Ma non è abbastanza, dato che organizza – in partnership con les Collectionneurs, marchio che conta una collezione di circa 500 tra alberghi e ristoranti – il Dolomiti Gourmet Festival, la cui settima edizione è andata in scena a Dobbiaco dal 6 all’11 ottobre scorso. Oberhammer ha ospitato diversi chef, facenti parte del network presieduto da Alain Ducasse, in una specie di “Chris & friends” volto a promuovere la tradizione culinaria e la cultura delle Dolomiti. «Se organizzi un festival, il tuo primo obiettivo non può e non deve essere il ritorno economico. Il ritorno è ben oltre: l’amicizia, il calore, l’accoglienza. Le rete di les Collectionneurs è importantissima per uno chef come me, che proviene da una piccola realtà, perché può aiutarmi nella comunicazione e nei rapporti con la stampa, affiancandomi dei professionisti che mi supportino. Mi sono potuto concentrare soltanto sulla cucina, sapendo che qualcuno di capace pensava al resto». Come se non bastasse, tra una corsa e l’altra in compagnia dell’amico Gianni Poli, ex maratoneta italiano vincitore della maratona di New York nel 1986, s’è inventato l’iniziativa Cammina gustando, una passeggiata enogastronomica itinerante all’interno della Cortina Dobbiaco Run, lungo il percorso dell’ex-ferrovia che collegava Cortina d’Ampezzo e Dobbiaco. Ultimo, ma non meno importante, è testimonial del mercatino di Natale locale, interamente enogastronomico, che (pandemia permettendo) dovrebbe partire il primo weekend di dicembre e durare tre settimane: «il filo conduttore è il territorio, dobbiamo trasmettere il nostro spirito, chi siamo, altrimenti la cosa non funziona».

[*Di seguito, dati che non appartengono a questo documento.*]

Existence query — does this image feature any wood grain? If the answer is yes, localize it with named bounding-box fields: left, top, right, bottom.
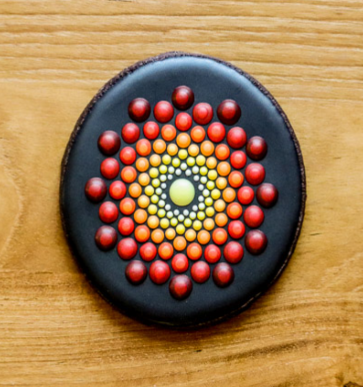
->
left=0, top=0, right=363, bottom=387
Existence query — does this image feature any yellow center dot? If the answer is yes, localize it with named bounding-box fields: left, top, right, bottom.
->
left=150, top=154, right=161, bottom=167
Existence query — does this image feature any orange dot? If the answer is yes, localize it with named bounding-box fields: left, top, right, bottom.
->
left=198, top=230, right=210, bottom=245
left=135, top=226, right=150, bottom=242
left=187, top=243, right=203, bottom=261
left=120, top=198, right=136, bottom=215
left=190, top=126, right=205, bottom=143
left=151, top=228, right=164, bottom=243
left=216, top=144, right=231, bottom=160
left=212, top=228, right=228, bottom=245
left=136, top=138, right=151, bottom=156
left=134, top=208, right=147, bottom=223
left=222, top=187, right=236, bottom=203
left=129, top=183, right=142, bottom=198
left=153, top=140, right=166, bottom=153
left=227, top=202, right=243, bottom=219
left=121, top=167, right=137, bottom=183
left=200, top=141, right=214, bottom=157
left=158, top=242, right=174, bottom=260
left=161, top=125, right=176, bottom=141
left=136, top=157, right=149, bottom=172
left=217, top=161, right=231, bottom=176
left=185, top=229, right=197, bottom=242
left=215, top=212, right=228, bottom=227
left=173, top=236, right=187, bottom=251
left=176, top=133, right=190, bottom=148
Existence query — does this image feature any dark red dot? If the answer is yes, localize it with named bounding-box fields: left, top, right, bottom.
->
left=171, top=254, right=189, bottom=273
left=84, top=177, right=107, bottom=203
left=245, top=230, right=267, bottom=255
left=256, top=183, right=279, bottom=208
left=154, top=101, right=174, bottom=123
left=228, top=220, right=246, bottom=239
left=237, top=186, right=255, bottom=205
left=169, top=274, right=193, bottom=300
left=120, top=146, right=136, bottom=165
left=213, top=262, right=234, bottom=288
left=149, top=261, right=170, bottom=285
left=129, top=98, right=151, bottom=122
left=175, top=113, right=193, bottom=132
left=98, top=130, right=121, bottom=156
left=144, top=121, right=160, bottom=140
left=108, top=181, right=127, bottom=200
left=121, top=123, right=140, bottom=144
left=207, top=122, right=226, bottom=142
left=125, top=260, right=147, bottom=285
left=246, top=136, right=267, bottom=160
left=193, top=102, right=213, bottom=125
left=190, top=261, right=210, bottom=284
left=117, top=238, right=137, bottom=260
left=171, top=86, right=194, bottom=110
left=204, top=245, right=222, bottom=263
left=95, top=226, right=117, bottom=251
left=227, top=126, right=247, bottom=149
left=245, top=163, right=265, bottom=185
left=223, top=242, right=244, bottom=263
left=140, top=242, right=157, bottom=262
left=117, top=218, right=135, bottom=236
left=100, top=157, right=120, bottom=179
left=243, top=205, right=265, bottom=228
left=217, top=99, right=241, bottom=125
left=230, top=151, right=247, bottom=169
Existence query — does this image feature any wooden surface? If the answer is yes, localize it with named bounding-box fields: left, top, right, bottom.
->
left=0, top=0, right=363, bottom=387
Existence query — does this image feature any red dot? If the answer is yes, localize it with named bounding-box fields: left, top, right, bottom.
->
left=95, top=226, right=117, bottom=251
left=154, top=101, right=174, bottom=123
left=118, top=218, right=135, bottom=236
left=217, top=99, right=241, bottom=125
left=144, top=121, right=160, bottom=140
left=125, top=260, right=147, bottom=285
left=228, top=220, right=246, bottom=239
left=207, top=122, right=226, bottom=142
left=213, top=262, right=234, bottom=288
left=149, top=261, right=170, bottom=285
left=246, top=136, right=267, bottom=160
left=193, top=102, right=213, bottom=125
left=169, top=274, right=193, bottom=300
left=129, top=98, right=151, bottom=122
left=237, top=186, right=255, bottom=205
left=230, top=151, right=247, bottom=169
left=121, top=123, right=140, bottom=144
left=223, top=241, right=244, bottom=263
left=98, top=130, right=121, bottom=156
left=245, top=230, right=267, bottom=255
left=84, top=177, right=107, bottom=203
left=204, top=245, right=222, bottom=263
left=243, top=205, right=265, bottom=228
left=227, top=126, right=247, bottom=149
left=98, top=202, right=118, bottom=223
left=256, top=183, right=279, bottom=208
left=108, top=180, right=127, bottom=200
left=245, top=163, right=265, bottom=185
left=100, top=157, right=120, bottom=179
left=171, top=86, right=194, bottom=110
left=117, top=238, right=137, bottom=260
left=120, top=146, right=136, bottom=165
left=171, top=254, right=189, bottom=273
left=190, top=261, right=210, bottom=284
left=175, top=113, right=193, bottom=132
left=140, top=242, right=157, bottom=262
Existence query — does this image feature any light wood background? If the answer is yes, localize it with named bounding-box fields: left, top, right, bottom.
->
left=0, top=0, right=363, bottom=387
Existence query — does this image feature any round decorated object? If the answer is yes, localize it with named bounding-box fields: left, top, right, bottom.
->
left=60, top=53, right=306, bottom=328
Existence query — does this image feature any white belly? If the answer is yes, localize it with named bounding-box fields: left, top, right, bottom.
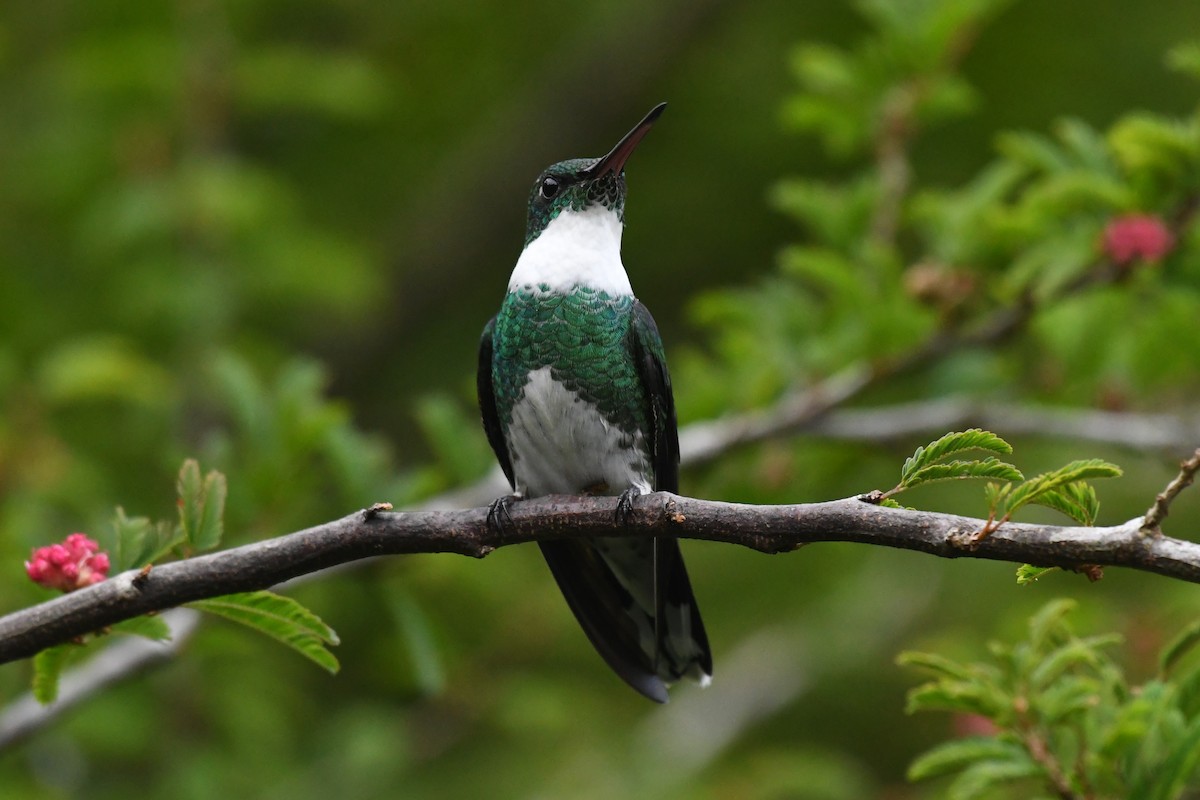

Oberhammer ha le idee molto chiare anche su ciò che non funziona attualmente nel mondo del cibo e della ristorazione in generale: «Il business sta rovinando il nostro mestiere, nel senso che purtroppo non di rado quando entri in un ristorante come ospite hai l’impressione di venire munto come una vacca». Per non parlare degli innumerevoli ristoranti blasonati dove lo chef non c’è mai: «in futuro sarà compito dei giornalisti e delle guide valutare questo aspetto con uno sguardo diverso. Dare un premio a un concetto è una cosa, dare un premio a uno chef è un’altra e ora più che mai c’è la necessità di operare una distinzione». Non è rancoroso, anzi: la sua è lucidità allo stato puro. Con una realtà che ora conta dodici coperti «non desidero affatto avere più gente; forse bisognerebbe proprio andare nella direzione opposta: selezionare, sottolineare che la nostra capienza è limitata, che far fronte a un pienone come quello dell’estate appena trascorsa diventa molto difficile». Eppure, manco quello è riuscito a scalfirlo: «bisogna sentirsi appagati, non lasciare spazio a cattiverie o a sentimenti negativi. Io sono preciso, voglio che le cose siano come dico io, voglio ottenere quel determinato risultato, ma alla base c’è una grande serenità di fondo. Sono un capricorno, non esiste muro abbastanza spesso da non poter essere abbattuto». Col sorriso stampato, il piglio giusto, e senza mai menarsela: avercene, di Chris Oberhammer.